Scrocchi L A, Orava M, Smith C L, Han V K, Hammond G L
Medical Research Council Group in Fetal and Neonatal Health and Development, University of Western Ontario, London, Canada.
Endocrinology. 1993 Feb;132(2):903-9. doi: 10.1210/endo.132.2.7916682.
Glucocorticoids influence fetal development, and their actions are regulated by plasma corticosteroid-binding globulin (CBG). Immunohistochemistry and in situ hybridization were, therefore, used to localize CBG and its mRNA in sections of embryonic and fetal mice and their associated placental tissues from day 5 of gestation until term (day 19). In the fetus, CBG mRNA was first detectable in the hepatocytes on day 11 of gestation. The amount of CBG mRNA in these cells increased transiently to a maximum on days 15-16 of gestation and was negligible by day 19. In hepatocytes, CBG immunoreactivity correlated with the distribution and relative abundance of CBG mRNA. The fetal exocrine pancreas also contained CBG mRNA, but this was only present on days 15-16 of gestation, while immunoreactive CBG persisted in these cells until term. Immunoreactive CBG was detected in the tubular cells of the developing fetal kidney as early as day 13, but CBG mRNA was never found in the fetal kidney, suggesting that the protein is probably sequestered from fetal blood directly or via the glomerular filtrate. The placenta contained immunoreactive CBG throughout gestation, even before its detection in fetal tissues, and it was most abundant in the spongiotrophoblasts and the extracellular matrix surrounding fetal and maternal capillaries. However, CBG mRNA was not detected in the placenta at any gestational age. Therefore, CBG present in the placenta is most likely of maternal origin and may influence the activities of steroid hormones that control placental development and/or function. The presence of smaller immunoreactive polypeptides in placental extracts, compared to CBG in corresponding maternal serum samples, suggests that this process may involve an interaction between maternal CBG and placental proteinases. The results presented here suggest that temporal and spatial changes in the localization of CBG and its mRNA in the fetus may influence the effects of steroid hormones on developing tissues.

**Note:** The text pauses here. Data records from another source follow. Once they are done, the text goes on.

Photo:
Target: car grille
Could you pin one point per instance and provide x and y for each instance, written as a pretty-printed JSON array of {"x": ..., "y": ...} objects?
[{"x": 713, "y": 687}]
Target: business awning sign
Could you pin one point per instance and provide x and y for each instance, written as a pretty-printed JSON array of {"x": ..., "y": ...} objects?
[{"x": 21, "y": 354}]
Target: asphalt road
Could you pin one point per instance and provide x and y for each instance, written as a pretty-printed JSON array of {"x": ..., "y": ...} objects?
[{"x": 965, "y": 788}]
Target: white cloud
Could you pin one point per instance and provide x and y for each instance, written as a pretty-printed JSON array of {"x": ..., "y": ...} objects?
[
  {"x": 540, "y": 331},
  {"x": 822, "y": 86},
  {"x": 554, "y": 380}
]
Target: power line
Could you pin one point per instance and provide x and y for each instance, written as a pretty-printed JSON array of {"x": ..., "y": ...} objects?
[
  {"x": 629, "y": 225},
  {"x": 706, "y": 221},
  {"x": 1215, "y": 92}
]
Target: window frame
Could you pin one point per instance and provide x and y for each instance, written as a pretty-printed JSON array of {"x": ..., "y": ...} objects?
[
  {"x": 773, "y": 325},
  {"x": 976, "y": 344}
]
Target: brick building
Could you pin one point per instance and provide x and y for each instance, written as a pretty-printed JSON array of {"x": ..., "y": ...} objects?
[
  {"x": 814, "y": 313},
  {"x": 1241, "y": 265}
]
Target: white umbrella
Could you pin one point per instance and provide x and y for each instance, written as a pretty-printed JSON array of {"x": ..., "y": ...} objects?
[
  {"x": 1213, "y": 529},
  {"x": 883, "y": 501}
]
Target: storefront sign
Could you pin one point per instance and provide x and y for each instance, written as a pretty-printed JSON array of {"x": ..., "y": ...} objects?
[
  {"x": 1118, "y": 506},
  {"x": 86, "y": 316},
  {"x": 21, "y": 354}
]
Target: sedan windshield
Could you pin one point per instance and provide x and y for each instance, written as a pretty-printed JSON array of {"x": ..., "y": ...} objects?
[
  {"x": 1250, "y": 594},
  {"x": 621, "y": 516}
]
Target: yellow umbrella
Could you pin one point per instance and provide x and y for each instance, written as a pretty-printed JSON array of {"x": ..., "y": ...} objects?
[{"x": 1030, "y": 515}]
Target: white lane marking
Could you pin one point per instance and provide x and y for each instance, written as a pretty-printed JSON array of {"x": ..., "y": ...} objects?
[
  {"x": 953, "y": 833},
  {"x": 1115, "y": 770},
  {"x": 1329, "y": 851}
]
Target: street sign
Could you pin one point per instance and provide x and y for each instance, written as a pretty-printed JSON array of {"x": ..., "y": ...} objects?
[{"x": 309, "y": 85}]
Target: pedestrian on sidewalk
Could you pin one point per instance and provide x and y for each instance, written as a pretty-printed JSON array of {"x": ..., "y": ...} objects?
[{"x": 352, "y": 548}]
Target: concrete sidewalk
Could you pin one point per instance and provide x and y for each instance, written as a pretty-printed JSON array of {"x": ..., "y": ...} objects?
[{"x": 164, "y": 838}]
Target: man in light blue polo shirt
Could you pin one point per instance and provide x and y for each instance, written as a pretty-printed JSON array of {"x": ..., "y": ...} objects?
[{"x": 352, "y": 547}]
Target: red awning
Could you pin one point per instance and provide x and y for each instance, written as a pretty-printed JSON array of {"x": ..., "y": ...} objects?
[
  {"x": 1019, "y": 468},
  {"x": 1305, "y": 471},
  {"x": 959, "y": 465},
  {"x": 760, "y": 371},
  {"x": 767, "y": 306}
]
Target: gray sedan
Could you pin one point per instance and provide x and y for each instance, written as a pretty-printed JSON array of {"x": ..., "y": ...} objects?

糖皮质激素会影响胎儿发育,其作用受血浆皮质类固醇结合球蛋白(CBG)调控。因此,采用免疫组织化学和原位杂交技术,在妊娠第5天直至足月(第19天)的胚胎和胎儿小鼠及其相关胎盘组织切片中定位CBG及其mRNA。在胎儿中,妊娠第11天肝细胞中首次可检测到CBG mRNA。这些细胞中CBG mRNA的量在妊娠第15 - 16天短暂增加至最大值,到第19天可忽略不计。在肝细胞中,CBG免疫反应性与CBG mRNA的分布和相对丰度相关。胎儿外分泌胰腺也含有CBG mRNA,但仅在妊娠第15 - 16天出现,而免疫反应性CBG在这些细胞中持续存在直至足月。早在第13天就在发育中的胎儿肾脏的肾小管细胞中检测到免疫反应性CBG,但在胎儿肾脏中从未发现CBG mRNA,这表明该蛋白可能直接从胎儿血液中或通过肾小球滤过液隔离而来。胎盘在整个妊娠期都含有免疫反应性CBG,甚至在胎儿组织中检测到之前就有,且在海绵滋养层细胞以及胎儿和母体毛细血管周围的细胞外基质中含量最高。然而,在任何胎龄的胎盘中均未检测到CBG mRNA。因此,胎盘中存在的CBG很可能源自母体,可能会影响控制胎盘发育和/或功能的类固醇激素的活性。与相应母体血清样本中的CBG相比,胎盘提取物中存在较小的免疫反应性多肽,这表明该过程可能涉及母体CBG与胎盘蛋白酶之间的相互作用。此处呈现的结果表明,胎儿中CBG及其mRNA定位的时空变化可能会影响类固醇激素对发育中组织的作用。